In 1976, contemporary art historian, Michael Fried wrote a book titled, Absorption and Theatricality: Painting and Beholder In The Age of Diderot, in which he discusses mid-18th century French painting through the writings of one of the founding fathers of art criticism, Denis Diderot. What Fried refers to as “absorption” in painting is what those involved with videogames and VR call “immersion.” He defines it as “a particular state or condition…of rapt attention, of being completely occupied or engross or absorbed in what he or she is doing, hearing, thinking, feeling.”

Fried recounts the writings of Diderot and notes that when staring at particular pieces, like Claude-Joseph Vernet’s La Source Abondante, Diderot finds himself inside the world of the painting. This willingness to suspend your disbelief that what you are viewing is fake and ultimately enter the world you are viewing, thereby neglecting all else around you, is the ultimate form of immersion. From a representational point of view, immersion operates under the notion that a user is able to suspend their disbelief in the fiction of the virtual and become fully absorbed into the fictitious reality, to the point where it has masked or superseded aspects of the real world.

To understand how VR can achieve this type of representational immersion it is helpful to yet again turn to another art form—this time, literature. In an essay written in 1968 by literary critic Roland Barthes (and translated in 1986 by Richard Howard) titled “The Reality Effect,” Barthes examine the ways in which literature creates a series of “reality effects” which work to eliminate a competing sense of what the real is, thereby producing a type of understood reality. Barthes does this by analyzing Gustave Flaubert’s Madame Bovary (1856), particularly the description of the city of Rouen, saying:

The aesthetic goal of Flaubertian description is thoroughly mixed with “realistic” imperatives, as if the referent’s exactitude, superior or indifferent to any other function, governed and alone justified its description…it is likely that, if one came to Rouen…the view one would have coming down the slope leading to the town would not be “objectively” different from the panorama Flaubert describes.

Essentially, what Barthes is saying, is that Flaubert counts on the authority of real-world Rouen to legitimize and validate the fiction he is presenting to take place there. If the setting is real, so too must the events taking place there, so goes the logic that’s encouraged. This use of deferring authority to what Barthes calls a “referent” is a type of “reality effect.”

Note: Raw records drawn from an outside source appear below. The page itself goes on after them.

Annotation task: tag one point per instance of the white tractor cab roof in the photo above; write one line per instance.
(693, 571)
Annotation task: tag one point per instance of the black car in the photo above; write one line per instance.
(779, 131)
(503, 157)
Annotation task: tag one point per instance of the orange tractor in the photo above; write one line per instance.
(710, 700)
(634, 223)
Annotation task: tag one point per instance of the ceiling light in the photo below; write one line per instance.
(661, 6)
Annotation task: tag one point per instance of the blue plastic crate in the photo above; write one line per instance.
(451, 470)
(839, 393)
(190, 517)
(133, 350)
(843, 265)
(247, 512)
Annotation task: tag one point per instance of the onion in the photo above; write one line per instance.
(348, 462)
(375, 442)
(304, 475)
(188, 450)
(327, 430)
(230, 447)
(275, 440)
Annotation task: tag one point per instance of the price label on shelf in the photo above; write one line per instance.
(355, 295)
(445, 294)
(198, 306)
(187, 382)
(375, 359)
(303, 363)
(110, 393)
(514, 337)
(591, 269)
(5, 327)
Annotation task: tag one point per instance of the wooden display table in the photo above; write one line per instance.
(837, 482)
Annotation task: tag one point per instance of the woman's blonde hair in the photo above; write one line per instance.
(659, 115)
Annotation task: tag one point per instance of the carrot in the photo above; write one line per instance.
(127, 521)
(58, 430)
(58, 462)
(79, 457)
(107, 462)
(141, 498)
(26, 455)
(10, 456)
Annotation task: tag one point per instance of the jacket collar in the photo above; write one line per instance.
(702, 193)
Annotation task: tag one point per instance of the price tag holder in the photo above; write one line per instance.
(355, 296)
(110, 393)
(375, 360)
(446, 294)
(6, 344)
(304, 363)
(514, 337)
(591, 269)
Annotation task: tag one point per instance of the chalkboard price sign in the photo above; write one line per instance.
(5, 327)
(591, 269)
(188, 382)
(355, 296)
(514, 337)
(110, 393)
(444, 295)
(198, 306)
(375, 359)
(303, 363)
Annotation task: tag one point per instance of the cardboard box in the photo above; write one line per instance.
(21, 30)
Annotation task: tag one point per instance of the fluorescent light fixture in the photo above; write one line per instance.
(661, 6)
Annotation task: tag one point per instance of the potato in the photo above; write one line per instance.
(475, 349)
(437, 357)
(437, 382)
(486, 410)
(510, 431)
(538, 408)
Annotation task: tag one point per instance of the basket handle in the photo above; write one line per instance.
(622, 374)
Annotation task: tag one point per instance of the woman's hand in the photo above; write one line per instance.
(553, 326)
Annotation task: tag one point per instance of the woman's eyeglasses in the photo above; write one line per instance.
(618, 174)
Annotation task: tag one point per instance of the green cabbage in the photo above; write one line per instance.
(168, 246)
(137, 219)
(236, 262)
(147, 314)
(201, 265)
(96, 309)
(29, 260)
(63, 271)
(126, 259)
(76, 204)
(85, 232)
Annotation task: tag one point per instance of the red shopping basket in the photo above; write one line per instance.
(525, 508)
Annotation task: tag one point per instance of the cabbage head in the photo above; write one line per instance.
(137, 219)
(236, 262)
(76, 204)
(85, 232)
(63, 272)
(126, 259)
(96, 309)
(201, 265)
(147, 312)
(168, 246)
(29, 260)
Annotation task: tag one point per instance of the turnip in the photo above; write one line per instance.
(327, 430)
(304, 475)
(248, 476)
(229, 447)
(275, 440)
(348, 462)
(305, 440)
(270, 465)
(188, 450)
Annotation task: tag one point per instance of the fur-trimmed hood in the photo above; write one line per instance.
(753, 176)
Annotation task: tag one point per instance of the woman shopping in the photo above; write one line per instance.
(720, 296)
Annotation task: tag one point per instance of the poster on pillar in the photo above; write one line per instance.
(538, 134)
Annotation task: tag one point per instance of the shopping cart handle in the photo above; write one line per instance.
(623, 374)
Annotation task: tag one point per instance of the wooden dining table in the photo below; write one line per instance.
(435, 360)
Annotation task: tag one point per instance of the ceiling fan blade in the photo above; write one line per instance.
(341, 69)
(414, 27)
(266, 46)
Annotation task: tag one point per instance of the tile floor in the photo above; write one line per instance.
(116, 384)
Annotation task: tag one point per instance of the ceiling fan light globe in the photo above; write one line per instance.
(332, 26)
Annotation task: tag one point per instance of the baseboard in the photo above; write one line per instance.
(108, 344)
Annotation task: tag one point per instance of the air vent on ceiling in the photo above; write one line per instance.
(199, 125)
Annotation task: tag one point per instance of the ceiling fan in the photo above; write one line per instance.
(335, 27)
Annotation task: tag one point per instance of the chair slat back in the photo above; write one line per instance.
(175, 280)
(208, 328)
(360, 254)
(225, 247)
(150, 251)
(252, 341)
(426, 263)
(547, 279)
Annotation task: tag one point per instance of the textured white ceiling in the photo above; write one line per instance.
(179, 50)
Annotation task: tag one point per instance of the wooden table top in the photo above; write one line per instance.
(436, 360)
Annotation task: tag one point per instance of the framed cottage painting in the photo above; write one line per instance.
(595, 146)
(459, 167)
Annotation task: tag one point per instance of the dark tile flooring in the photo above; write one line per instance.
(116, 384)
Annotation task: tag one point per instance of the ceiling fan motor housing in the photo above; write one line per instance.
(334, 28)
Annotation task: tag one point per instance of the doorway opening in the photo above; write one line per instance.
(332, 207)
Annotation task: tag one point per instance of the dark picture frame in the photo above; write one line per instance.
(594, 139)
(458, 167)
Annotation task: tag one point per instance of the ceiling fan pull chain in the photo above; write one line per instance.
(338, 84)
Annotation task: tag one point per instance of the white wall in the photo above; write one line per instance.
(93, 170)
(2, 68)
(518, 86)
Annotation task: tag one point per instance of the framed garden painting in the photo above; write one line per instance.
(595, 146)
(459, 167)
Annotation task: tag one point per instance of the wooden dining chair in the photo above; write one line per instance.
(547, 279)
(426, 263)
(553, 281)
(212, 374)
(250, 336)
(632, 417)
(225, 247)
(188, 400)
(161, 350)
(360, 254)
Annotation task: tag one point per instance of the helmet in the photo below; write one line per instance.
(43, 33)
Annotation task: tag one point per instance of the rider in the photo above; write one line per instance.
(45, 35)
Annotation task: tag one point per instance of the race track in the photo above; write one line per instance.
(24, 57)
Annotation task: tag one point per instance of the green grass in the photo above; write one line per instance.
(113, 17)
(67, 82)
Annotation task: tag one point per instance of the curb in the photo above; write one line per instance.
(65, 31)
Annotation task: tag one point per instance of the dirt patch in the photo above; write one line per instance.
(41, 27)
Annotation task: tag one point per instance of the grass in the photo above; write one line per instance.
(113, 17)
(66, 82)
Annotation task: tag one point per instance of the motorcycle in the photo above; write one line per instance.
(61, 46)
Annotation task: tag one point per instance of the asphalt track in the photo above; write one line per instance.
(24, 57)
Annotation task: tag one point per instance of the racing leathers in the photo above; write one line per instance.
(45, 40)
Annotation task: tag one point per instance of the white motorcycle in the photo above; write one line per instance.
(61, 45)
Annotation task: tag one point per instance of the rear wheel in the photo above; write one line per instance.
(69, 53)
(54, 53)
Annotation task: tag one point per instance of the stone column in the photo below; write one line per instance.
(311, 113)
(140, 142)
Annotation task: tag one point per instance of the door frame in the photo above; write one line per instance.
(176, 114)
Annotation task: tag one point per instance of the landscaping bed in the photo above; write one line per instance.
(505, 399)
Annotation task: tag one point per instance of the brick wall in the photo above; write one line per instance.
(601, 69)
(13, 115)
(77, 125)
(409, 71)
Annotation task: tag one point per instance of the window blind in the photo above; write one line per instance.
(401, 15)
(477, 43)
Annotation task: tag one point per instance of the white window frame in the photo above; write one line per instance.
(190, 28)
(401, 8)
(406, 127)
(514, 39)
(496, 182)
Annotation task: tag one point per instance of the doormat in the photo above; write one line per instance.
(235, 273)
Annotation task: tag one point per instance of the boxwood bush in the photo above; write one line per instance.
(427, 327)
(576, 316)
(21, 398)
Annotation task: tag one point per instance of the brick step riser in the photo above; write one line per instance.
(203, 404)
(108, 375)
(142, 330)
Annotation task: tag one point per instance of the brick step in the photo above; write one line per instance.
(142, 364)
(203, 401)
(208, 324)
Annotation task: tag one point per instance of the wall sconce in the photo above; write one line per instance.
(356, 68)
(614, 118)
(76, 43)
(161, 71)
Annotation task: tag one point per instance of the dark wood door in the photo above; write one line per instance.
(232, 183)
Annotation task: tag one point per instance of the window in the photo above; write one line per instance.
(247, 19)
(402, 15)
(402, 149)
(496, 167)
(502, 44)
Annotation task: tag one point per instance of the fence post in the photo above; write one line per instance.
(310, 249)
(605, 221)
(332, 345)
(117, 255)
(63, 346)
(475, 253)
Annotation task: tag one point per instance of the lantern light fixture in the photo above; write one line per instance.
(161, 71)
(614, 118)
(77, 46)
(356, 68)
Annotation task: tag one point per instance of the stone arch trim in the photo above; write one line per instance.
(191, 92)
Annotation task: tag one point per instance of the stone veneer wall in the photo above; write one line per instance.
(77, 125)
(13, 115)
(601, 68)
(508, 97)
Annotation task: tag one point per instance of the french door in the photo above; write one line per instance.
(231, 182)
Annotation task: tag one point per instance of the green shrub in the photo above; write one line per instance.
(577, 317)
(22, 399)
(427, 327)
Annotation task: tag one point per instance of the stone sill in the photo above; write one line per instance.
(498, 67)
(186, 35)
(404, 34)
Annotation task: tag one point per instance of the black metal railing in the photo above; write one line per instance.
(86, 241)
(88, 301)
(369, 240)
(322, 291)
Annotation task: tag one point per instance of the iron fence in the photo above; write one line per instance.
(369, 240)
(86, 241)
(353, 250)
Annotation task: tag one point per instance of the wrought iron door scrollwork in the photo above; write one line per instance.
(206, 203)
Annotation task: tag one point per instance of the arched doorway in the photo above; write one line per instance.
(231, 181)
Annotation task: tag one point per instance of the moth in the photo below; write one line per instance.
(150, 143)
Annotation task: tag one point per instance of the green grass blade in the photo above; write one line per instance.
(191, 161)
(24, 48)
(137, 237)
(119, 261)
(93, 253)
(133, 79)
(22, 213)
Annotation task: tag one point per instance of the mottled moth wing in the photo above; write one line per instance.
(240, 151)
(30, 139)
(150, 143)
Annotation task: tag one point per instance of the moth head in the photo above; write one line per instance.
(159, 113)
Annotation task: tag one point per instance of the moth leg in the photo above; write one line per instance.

making us believe in a fictional reality that has never actually existed

Bathes also describes another form of “reality effect,” which he calls “concrete reality;” this takes the form of superfluous and unnecessary objects that serve no narrative function other than the creation of believability. They are placed in a scene simply to exist and provide authenticity to a setting. In his discussion of Julian Barnes’ 1984 novel, Flaubert’s Parrot, Barthes highlights a passage describing the interior of a room, in which Barnes details nearly every object inside with the utmost detail. One object in particular catches Barthes’ attention, a barometer. According to Barthes, the barometer is, “neither incongruous nor significant, and therefore not participating, at first glance, in the order of the notable.” Yet, he posits that it does indeed have significance, not in connection to Flaubert’s story but by virtue of its connection to the general discursive practice of modern narrative realism.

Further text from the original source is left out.